After an acrimonious several months of negotiations, Major League Baseball and the players’ union agreed Tuesday to a restart of what will be an abridged version of the 2020 season. MLB commissioner Rob Manfred announced this season will be a 60-game sprint, roughly a third of the normal 162-game schedule, beginning in one month’s time. Spring training, which was abruptly halted mid-March as the pandemic accelerated, is now set to begin on July 1 with most of the preseason sessions to take place at each team’s home ballpark rather than their traditional spring homes in Florida and Arizona, two states that are seeing surging numbers of coronavirus cases at the moment.
The 2020 season will now start on July 23 or 24, but it remains unclear what exactly some aspects of it will look like, as some details remain that need to be hammered out. Some rule twists in the works that are either interesting or heresy, depending if you’re George Will or something. For starters, the schedule looks set to be largely geographically based (for obvious reasons), irrespective of league. “MLB has submitted a 60-game regular season schedule for review by the Players Association,” the league said in a statement. “The proposed schedule will largely feature divisional play, with the remaining portion of each Club’s games against their opposite league’s corresponding geographical division (i.e., East vs. East, Central vs. Central and West vs. West) , in order to mitigate travel.”

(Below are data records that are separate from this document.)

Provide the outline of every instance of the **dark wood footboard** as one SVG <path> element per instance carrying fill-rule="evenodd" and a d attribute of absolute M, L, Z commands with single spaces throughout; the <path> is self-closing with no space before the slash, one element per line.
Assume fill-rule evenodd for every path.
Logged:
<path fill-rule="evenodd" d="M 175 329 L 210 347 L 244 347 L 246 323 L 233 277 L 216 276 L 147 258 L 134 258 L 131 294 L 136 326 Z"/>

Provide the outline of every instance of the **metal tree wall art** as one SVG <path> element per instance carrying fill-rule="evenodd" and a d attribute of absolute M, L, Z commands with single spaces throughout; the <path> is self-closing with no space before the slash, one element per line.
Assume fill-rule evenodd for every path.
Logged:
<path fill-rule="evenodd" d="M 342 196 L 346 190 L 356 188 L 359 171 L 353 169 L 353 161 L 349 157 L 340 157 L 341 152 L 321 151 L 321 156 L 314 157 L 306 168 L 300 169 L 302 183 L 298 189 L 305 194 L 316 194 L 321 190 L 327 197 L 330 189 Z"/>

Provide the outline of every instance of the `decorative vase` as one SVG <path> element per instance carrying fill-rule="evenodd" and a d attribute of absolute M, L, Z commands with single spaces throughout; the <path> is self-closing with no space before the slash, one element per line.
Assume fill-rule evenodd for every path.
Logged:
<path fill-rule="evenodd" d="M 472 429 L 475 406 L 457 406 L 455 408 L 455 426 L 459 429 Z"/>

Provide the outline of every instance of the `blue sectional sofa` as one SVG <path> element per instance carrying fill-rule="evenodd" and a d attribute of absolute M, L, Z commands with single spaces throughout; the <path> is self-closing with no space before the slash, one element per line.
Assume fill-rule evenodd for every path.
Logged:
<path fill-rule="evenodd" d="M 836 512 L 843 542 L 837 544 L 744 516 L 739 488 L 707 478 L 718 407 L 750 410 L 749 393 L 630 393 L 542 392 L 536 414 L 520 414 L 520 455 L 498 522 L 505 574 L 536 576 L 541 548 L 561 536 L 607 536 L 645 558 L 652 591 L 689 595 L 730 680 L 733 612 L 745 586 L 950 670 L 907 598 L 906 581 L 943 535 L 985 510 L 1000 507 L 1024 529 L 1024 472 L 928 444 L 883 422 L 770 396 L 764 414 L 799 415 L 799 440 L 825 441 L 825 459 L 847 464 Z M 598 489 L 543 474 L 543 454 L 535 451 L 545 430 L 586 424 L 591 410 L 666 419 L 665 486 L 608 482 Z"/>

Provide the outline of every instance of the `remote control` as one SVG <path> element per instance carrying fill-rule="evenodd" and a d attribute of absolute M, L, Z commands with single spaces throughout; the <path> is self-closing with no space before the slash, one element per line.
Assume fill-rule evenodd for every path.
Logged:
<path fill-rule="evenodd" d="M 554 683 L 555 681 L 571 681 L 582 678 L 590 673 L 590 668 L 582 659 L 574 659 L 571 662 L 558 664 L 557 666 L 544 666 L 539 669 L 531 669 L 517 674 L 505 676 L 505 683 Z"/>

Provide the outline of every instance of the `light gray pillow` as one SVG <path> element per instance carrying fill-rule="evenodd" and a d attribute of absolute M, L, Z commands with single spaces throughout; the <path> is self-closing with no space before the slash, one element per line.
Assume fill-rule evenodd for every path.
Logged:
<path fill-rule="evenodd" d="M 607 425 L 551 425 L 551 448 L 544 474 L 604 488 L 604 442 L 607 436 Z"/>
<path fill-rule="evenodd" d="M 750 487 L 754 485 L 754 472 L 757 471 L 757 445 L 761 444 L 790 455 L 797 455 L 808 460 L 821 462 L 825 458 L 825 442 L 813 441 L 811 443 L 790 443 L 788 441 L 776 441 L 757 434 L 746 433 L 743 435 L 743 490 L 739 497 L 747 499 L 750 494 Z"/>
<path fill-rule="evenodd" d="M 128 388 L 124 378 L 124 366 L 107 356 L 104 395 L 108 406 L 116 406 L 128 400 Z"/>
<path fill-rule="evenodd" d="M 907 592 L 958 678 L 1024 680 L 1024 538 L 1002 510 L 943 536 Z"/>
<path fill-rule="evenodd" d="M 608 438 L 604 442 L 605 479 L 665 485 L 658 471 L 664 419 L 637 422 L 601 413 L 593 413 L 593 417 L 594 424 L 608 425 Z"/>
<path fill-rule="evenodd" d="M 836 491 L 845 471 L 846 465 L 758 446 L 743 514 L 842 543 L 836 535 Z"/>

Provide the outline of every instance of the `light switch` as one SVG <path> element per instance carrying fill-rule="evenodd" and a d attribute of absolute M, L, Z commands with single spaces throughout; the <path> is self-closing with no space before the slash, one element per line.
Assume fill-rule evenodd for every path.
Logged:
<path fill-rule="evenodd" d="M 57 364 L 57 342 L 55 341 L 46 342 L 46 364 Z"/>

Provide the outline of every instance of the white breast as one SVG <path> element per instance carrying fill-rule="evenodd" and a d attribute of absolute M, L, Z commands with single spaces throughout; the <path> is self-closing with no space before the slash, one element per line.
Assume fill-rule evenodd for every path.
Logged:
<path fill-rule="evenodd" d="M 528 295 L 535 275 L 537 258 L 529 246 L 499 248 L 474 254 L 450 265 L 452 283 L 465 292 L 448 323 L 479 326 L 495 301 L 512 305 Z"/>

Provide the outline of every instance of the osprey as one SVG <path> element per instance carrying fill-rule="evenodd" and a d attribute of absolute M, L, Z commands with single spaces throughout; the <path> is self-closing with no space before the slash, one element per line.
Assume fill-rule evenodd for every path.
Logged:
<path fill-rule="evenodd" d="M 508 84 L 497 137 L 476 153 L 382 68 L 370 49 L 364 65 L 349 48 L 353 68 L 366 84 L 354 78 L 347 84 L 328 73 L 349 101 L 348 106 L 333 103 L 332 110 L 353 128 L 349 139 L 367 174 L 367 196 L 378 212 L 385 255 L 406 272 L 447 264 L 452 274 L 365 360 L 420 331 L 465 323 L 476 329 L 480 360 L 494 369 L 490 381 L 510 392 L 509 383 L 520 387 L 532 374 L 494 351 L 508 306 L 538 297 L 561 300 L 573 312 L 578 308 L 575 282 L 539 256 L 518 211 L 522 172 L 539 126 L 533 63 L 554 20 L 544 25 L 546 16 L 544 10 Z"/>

In addition to the abridged and tweaked schedule, other potential changes, along with expanded rosters, is that the National League is expected to join the American League in allowing a designated hitter in the regular season, upending a decadeslong discrepancy in the leagues’ rules and a significant strategic shift in how the game is played in the National League. Another intriguing or jarring change, again depending on your world view, is how extra innings will be played: Each team will start with an automatic runner on second base to start each extra inning.